Sklearn confusion matrix estimation by cross valid

2019-09-15 22:40发布

问题:

I am trying to estimate the confusion matrix of a classifier using 10-fold cross-validation with sklearn.

To compute the confusion matrix I am using sklearn.metrics.confusion_matrix. I know that I can evaluate a model with cv using sklearn.model_selection.cross_val_score and sklearn.metrics.make_scorer like:

from sklearn.metrics import confusion_matrix, make_scorer
from sklearn.model_selection import cross_val_score
cm = cross_val_score(clf, X, y, make_scorer(confusion_matrix))

Where clf is my classifier and X, y the feature and class vectors. However, this will raise an error since confusion_matrix does not return a float number but a matrix.

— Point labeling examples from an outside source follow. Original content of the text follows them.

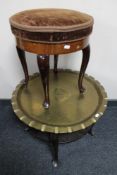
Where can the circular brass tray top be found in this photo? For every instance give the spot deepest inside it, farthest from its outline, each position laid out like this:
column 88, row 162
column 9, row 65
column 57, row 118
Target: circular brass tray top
column 69, row 111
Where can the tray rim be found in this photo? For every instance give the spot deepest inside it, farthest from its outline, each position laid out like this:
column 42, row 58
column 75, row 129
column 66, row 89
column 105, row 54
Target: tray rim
column 59, row 129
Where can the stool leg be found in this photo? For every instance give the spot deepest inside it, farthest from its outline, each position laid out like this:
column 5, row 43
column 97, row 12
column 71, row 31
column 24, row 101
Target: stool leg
column 85, row 60
column 54, row 141
column 43, row 64
column 91, row 132
column 55, row 63
column 21, row 54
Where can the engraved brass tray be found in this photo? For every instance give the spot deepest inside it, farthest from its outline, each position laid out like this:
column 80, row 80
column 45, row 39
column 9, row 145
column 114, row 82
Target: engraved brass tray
column 69, row 110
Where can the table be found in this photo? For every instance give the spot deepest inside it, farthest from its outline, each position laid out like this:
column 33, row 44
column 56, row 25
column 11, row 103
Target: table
column 48, row 32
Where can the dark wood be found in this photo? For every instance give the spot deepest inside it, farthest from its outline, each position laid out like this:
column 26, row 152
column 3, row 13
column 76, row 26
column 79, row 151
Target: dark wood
column 52, row 49
column 54, row 141
column 21, row 54
column 52, row 37
column 43, row 64
column 85, row 60
column 55, row 63
column 91, row 131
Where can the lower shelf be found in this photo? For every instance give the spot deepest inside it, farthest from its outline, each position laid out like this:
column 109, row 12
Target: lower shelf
column 69, row 111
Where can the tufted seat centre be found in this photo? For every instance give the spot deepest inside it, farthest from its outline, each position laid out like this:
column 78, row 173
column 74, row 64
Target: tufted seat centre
column 51, row 25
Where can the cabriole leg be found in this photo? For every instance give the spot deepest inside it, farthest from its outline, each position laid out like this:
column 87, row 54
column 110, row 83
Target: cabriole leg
column 21, row 54
column 54, row 141
column 55, row 63
column 43, row 64
column 85, row 60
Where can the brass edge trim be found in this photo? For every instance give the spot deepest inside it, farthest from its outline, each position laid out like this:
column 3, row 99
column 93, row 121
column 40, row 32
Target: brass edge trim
column 69, row 129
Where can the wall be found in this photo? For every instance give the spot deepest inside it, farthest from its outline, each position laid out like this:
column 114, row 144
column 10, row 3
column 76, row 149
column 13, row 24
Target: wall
column 103, row 61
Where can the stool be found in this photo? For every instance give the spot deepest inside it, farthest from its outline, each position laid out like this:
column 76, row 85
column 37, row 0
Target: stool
column 52, row 32
column 48, row 32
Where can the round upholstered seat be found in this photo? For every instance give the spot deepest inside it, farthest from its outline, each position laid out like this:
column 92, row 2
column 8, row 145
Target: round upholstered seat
column 51, row 25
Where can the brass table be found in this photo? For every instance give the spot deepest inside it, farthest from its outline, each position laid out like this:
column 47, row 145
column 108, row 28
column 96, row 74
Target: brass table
column 56, row 107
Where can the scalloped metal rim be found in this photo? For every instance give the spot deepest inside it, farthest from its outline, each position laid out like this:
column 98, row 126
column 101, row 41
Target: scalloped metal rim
column 47, row 128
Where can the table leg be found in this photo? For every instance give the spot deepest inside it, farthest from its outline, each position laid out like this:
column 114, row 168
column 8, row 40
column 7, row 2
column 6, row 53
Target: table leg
column 85, row 60
column 21, row 54
column 91, row 132
column 43, row 64
column 55, row 63
column 54, row 141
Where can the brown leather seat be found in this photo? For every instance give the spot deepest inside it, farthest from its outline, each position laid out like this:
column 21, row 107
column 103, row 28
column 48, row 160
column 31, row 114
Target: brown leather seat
column 51, row 25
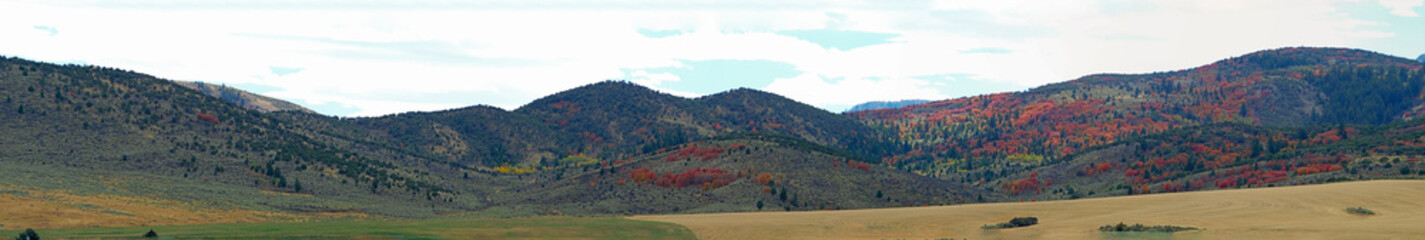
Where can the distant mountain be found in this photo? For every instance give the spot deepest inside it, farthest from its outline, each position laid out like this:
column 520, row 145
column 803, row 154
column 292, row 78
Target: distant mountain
column 884, row 105
column 613, row 120
column 741, row 173
column 1273, row 87
column 1226, row 156
column 87, row 129
column 1273, row 117
column 245, row 99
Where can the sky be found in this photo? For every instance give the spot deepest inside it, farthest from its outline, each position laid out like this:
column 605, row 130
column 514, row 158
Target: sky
column 364, row 57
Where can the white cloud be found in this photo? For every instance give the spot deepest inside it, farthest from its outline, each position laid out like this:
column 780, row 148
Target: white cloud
column 845, row 92
column 388, row 57
column 1402, row 7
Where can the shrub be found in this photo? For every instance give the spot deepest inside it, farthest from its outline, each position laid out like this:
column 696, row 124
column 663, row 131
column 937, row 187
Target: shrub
column 1140, row 227
column 1360, row 210
column 1012, row 223
column 29, row 235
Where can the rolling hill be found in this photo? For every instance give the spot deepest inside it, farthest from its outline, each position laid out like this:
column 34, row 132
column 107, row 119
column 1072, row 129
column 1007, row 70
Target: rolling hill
column 140, row 136
column 1286, row 87
column 884, row 105
column 245, row 99
column 1273, row 117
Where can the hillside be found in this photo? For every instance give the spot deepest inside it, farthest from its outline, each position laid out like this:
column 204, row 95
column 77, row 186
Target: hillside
column 140, row 136
column 245, row 99
column 1303, row 212
column 1227, row 156
column 1274, row 117
column 609, row 120
column 1287, row 87
column 884, row 105
column 743, row 173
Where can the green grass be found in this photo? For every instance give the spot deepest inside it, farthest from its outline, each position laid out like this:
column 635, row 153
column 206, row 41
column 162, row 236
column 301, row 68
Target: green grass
column 535, row 227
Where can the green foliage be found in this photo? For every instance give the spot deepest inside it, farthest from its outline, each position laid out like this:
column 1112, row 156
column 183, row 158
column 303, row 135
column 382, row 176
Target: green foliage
column 1140, row 227
column 27, row 235
column 1012, row 223
column 445, row 227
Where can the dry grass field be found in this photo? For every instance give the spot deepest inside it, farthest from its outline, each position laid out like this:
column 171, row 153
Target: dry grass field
column 57, row 209
column 1298, row 213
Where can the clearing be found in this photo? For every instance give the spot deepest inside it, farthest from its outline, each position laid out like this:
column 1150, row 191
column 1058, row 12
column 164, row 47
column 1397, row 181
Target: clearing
column 1300, row 212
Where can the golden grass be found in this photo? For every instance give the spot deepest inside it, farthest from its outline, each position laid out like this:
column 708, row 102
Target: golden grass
column 1304, row 212
column 57, row 209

I've tried doing something like:

import numpy as np
from sklearn.metrics import confusion_matrix
from sklearn.model_selection import StratifiedKFold


def cv_confusion_matrix(clf, X, y, folds=10):
    skf = StratifiedKFold(n_splits=folds)
    cv_iter = skf.split(X, y)
    cms = []

    for train, test in cv_iter:
        clf.fit(X[train,], y[train])
        cm = confusion_matrix(y[test], clf.predict(X[test]), labels=clf.classes_)
        cms.append(cm)
    return np.mean(np.array(cms), axis=1)

This will work, but I missing the parallelism that sklearn has with cross_val_score and the n_jobs parameter.

Is there any way to do this and to take the advantage of the parallelism?